Джус, взявшийся было снова за нож, отложил его в сторону.
- Нет, это уж слишком, - сказал он. Изо всех присутствующих только я догадался, что это относилось к антрекоту. Очевидно, этот продукт у него, как, впрочем, и у меня, моментально проассоциировался с уже отрезанным ухом. - Знаете, ужин гораздо пристойней, когда я сам готовлю. И мне вкусно, и еда довольна, что я ее ем.
- Могу себе представить, что вы там приготовите, - парировал Викторович.
- Могу себе представить, что вы там себе можете, - репарировал Джус.
- Тише, господа! У меня в своре не ссориться! - прикрикнул на них Гартамонов.
Вадим внимательно замер, вперив в шефа учтивые зрачки, хотя именно его генеральский гнев никак не коснулся.
- Да, давайте жрать дружно, - сказал он примирительно, возвращаясь к еде.
- Спасибо. Всё было очень весело, - сказал Джус, решительно вставая из-за стола.
После ужина я спросил Гарта о дате предстоящего трипа.
- Об этом я с вашего позволения сообщу позже. Я еще не принял решения. Есть обстоятельства, которые я не могу игнорировать.

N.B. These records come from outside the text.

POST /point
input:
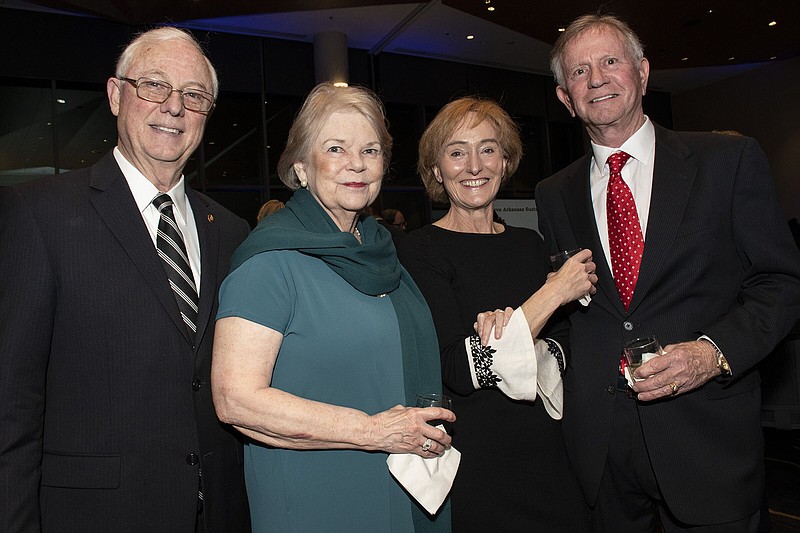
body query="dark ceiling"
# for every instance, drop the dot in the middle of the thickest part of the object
(678, 34)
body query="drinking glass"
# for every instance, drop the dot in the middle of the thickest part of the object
(558, 261)
(434, 399)
(640, 351)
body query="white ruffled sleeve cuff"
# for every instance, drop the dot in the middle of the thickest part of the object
(519, 366)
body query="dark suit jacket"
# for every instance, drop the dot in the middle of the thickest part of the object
(718, 260)
(105, 404)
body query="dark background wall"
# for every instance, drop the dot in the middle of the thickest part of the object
(263, 82)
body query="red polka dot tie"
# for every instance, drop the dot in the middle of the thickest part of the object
(624, 231)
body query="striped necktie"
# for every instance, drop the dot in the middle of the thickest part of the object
(172, 252)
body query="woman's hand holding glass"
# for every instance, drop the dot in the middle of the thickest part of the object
(576, 278)
(407, 430)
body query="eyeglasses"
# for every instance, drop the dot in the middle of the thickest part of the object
(159, 91)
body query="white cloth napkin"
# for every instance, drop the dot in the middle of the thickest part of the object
(525, 366)
(427, 480)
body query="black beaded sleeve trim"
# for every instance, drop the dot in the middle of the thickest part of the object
(552, 347)
(482, 359)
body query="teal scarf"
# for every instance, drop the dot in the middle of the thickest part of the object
(371, 268)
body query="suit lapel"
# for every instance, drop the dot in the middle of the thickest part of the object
(115, 205)
(673, 177)
(208, 233)
(578, 204)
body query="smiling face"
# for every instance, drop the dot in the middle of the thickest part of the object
(604, 85)
(159, 138)
(344, 168)
(471, 166)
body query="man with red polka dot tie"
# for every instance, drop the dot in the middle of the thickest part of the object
(697, 254)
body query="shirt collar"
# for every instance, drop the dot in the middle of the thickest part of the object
(639, 146)
(144, 191)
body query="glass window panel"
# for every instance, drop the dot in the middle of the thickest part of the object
(232, 142)
(85, 127)
(26, 131)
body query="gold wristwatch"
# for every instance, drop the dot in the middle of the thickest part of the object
(722, 364)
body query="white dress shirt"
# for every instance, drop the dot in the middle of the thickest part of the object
(637, 174)
(144, 192)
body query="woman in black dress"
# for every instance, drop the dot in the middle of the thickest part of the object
(507, 392)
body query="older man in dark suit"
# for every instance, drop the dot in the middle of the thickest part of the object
(108, 290)
(691, 247)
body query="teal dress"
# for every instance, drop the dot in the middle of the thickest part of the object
(356, 333)
(340, 347)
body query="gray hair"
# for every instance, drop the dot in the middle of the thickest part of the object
(589, 22)
(158, 35)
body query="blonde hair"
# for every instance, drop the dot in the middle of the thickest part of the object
(448, 120)
(586, 23)
(322, 102)
(159, 35)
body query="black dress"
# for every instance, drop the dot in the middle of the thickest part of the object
(514, 474)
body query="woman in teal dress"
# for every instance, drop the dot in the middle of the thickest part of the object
(322, 338)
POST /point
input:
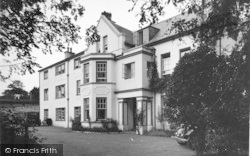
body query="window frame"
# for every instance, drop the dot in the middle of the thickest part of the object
(45, 116)
(140, 38)
(149, 68)
(98, 47)
(62, 110)
(62, 70)
(57, 95)
(163, 57)
(46, 94)
(101, 109)
(125, 74)
(85, 78)
(77, 65)
(184, 51)
(77, 112)
(86, 109)
(105, 44)
(98, 79)
(78, 87)
(45, 74)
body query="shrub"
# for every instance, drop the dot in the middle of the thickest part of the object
(49, 121)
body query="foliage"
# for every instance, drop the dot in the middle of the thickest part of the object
(40, 24)
(14, 129)
(207, 93)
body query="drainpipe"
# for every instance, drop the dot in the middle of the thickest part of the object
(68, 94)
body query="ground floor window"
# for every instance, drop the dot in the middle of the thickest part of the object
(77, 112)
(60, 114)
(101, 110)
(86, 108)
(46, 113)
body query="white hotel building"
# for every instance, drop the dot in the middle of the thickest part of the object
(110, 78)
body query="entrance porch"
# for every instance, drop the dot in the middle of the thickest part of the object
(128, 109)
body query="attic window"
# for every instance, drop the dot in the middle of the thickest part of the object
(140, 37)
(105, 44)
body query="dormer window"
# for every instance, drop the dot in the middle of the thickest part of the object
(98, 50)
(140, 37)
(77, 63)
(105, 44)
(60, 69)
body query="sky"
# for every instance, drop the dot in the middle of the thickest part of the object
(93, 9)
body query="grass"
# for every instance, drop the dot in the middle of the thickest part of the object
(160, 133)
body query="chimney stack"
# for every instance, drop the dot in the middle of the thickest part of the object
(69, 53)
(108, 15)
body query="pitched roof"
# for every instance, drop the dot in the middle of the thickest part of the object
(127, 33)
(165, 27)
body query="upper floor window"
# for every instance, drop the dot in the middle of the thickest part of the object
(77, 63)
(184, 51)
(149, 69)
(60, 69)
(140, 37)
(46, 94)
(86, 73)
(101, 72)
(166, 64)
(60, 114)
(60, 91)
(77, 112)
(45, 74)
(86, 108)
(105, 44)
(129, 70)
(98, 50)
(101, 108)
(78, 87)
(46, 113)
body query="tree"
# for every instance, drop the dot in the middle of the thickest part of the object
(40, 24)
(34, 93)
(15, 88)
(209, 90)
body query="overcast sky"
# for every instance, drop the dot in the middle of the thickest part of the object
(94, 8)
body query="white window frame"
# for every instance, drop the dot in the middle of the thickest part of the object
(60, 114)
(86, 73)
(101, 69)
(60, 91)
(129, 70)
(184, 51)
(46, 113)
(60, 69)
(77, 63)
(78, 87)
(86, 108)
(46, 94)
(77, 112)
(46, 74)
(101, 105)
(98, 49)
(166, 63)
(105, 44)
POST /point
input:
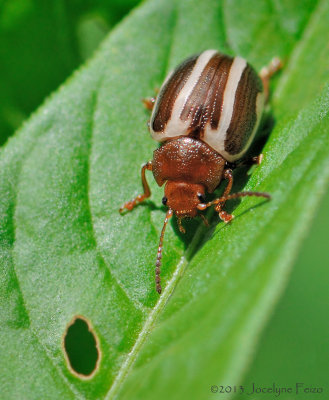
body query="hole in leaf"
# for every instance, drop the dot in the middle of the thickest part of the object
(81, 348)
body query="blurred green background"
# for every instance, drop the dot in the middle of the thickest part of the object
(41, 44)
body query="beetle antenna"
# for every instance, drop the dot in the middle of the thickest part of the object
(203, 206)
(244, 194)
(159, 255)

- Если ему нужен микс, то может быть, лэнд не принципиально важен, - предположил Джус, когда мы остались одни.
- Ну, нет, важен, - сказал я. Чего доброго без нас обойдутся, а выходить из дела я уже не хотел. Во всяком случае, необходимо быть в курсе. Вслух, опасаясь прослушивания, я этого не сказал. - Особенно важен. Если оба будут опущены в бэд, то что же за микс получится?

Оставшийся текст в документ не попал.